飄渺白紗被風吹得微微蕩起,拂在她白玉一般瓷淨無瑕,透着桃紅顏色的面頰上,她的五官很秀氣,恬靜娴雅,如同世間最好的畫工筆下最得意的工筆畫。
淩青歲看着此情此景,不自覺想到了白玉蘭。
覺得她方才那回眸一笑,便像是玉蘭開了。白玉蘭不染塵埃,在昏黃晚霞映襯下,淡淡然泛出出塵瑩輝,攜着遺世獨立的生機,砰然便綻開了。
那小姐輕啓薄唇,“公子,小女子姓蘭名栩。今日一別,不知再見是何時,惟願公子記下我的名字,日後若是在家鄉瞧見了我蘭家的鋪子,不需要見面,公子便也知道我已經得償夙願了,到時候,還望公子一定要來尋我,我必清茶好酒玉盤珍馐好生招待,不負你我今日萍水相逢之緣。”

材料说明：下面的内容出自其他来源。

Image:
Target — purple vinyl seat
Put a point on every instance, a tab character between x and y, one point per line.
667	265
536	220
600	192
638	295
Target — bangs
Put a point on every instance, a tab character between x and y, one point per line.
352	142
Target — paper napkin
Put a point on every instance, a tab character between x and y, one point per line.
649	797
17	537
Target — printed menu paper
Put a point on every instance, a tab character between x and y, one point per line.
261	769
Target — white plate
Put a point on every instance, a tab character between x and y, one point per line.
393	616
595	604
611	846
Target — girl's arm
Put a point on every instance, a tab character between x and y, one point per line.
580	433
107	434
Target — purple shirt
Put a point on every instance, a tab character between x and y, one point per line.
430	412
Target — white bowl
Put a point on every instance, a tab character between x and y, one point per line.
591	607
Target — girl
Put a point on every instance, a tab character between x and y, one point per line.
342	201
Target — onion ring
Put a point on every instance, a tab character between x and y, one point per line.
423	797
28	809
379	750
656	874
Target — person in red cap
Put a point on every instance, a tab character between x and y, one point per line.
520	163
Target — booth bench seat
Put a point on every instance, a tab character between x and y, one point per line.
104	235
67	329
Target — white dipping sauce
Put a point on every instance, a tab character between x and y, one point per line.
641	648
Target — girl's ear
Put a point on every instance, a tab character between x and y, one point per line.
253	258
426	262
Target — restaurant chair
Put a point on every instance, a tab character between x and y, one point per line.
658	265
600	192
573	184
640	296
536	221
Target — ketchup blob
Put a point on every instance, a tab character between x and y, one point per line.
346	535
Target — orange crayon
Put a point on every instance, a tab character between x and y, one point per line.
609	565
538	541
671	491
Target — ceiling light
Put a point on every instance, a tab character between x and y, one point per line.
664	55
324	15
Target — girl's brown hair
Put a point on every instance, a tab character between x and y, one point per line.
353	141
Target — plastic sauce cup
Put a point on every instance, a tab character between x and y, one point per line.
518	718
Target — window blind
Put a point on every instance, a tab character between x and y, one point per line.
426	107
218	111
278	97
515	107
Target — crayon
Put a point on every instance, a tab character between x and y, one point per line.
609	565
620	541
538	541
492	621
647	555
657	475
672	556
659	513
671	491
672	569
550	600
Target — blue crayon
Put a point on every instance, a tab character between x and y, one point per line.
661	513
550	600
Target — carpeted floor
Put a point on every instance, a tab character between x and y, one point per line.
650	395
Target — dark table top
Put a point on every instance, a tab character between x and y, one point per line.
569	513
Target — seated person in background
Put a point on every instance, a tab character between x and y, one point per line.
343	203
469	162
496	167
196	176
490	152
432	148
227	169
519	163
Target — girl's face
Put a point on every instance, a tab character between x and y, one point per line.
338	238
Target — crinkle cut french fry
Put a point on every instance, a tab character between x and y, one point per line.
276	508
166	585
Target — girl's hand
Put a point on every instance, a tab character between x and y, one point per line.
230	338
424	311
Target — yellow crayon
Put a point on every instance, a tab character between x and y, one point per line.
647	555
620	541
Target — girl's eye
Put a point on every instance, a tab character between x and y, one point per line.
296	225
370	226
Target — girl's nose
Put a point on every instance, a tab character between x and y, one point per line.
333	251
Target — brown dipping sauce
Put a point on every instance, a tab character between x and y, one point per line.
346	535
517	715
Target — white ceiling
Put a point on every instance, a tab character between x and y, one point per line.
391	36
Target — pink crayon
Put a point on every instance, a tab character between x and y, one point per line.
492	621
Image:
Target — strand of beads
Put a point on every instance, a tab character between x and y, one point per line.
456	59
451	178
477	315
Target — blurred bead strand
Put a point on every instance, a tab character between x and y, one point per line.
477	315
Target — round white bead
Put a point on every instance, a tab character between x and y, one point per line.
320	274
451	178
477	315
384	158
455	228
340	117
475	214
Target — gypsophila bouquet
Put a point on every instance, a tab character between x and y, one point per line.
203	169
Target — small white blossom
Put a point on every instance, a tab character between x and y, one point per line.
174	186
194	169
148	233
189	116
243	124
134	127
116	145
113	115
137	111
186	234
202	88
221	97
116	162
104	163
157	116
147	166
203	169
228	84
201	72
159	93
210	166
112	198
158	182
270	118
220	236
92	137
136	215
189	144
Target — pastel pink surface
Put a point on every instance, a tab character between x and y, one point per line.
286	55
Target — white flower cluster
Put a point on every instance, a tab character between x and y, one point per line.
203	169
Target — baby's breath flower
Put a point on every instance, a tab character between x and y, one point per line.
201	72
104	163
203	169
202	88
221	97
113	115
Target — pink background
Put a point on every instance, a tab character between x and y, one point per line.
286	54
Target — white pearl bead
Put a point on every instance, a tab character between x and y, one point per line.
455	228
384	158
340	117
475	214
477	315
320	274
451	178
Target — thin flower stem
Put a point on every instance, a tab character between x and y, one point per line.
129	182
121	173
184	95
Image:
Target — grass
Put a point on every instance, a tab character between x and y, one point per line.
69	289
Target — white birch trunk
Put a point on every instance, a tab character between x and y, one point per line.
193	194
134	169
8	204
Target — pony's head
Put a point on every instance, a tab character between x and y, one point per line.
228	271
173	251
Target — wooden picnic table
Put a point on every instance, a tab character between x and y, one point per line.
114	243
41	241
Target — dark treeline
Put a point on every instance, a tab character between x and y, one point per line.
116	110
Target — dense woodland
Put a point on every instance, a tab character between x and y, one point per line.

蘭栩旁邊的侍女急得快要跳起來,手伸到半空想要去夠蘭栩的頭紗卻又不是很敢。
終于蘭栩說完了,她稍稍欠身放下頭紗,她一旁的侍女才深深嘆出口氣,似是剛學會喘息一般,小聲道:“小姐,日後切莫在外頭随意撩起頭紗了,回去叫老爺夫人知道了,我的小命可就沒了。”
蘭栩卻也不惱,耐心同她解釋,“放心,只今日一次。”
兩人一路小聲說話走遠。
淩青歲看着她的背影,感慨她的豁達。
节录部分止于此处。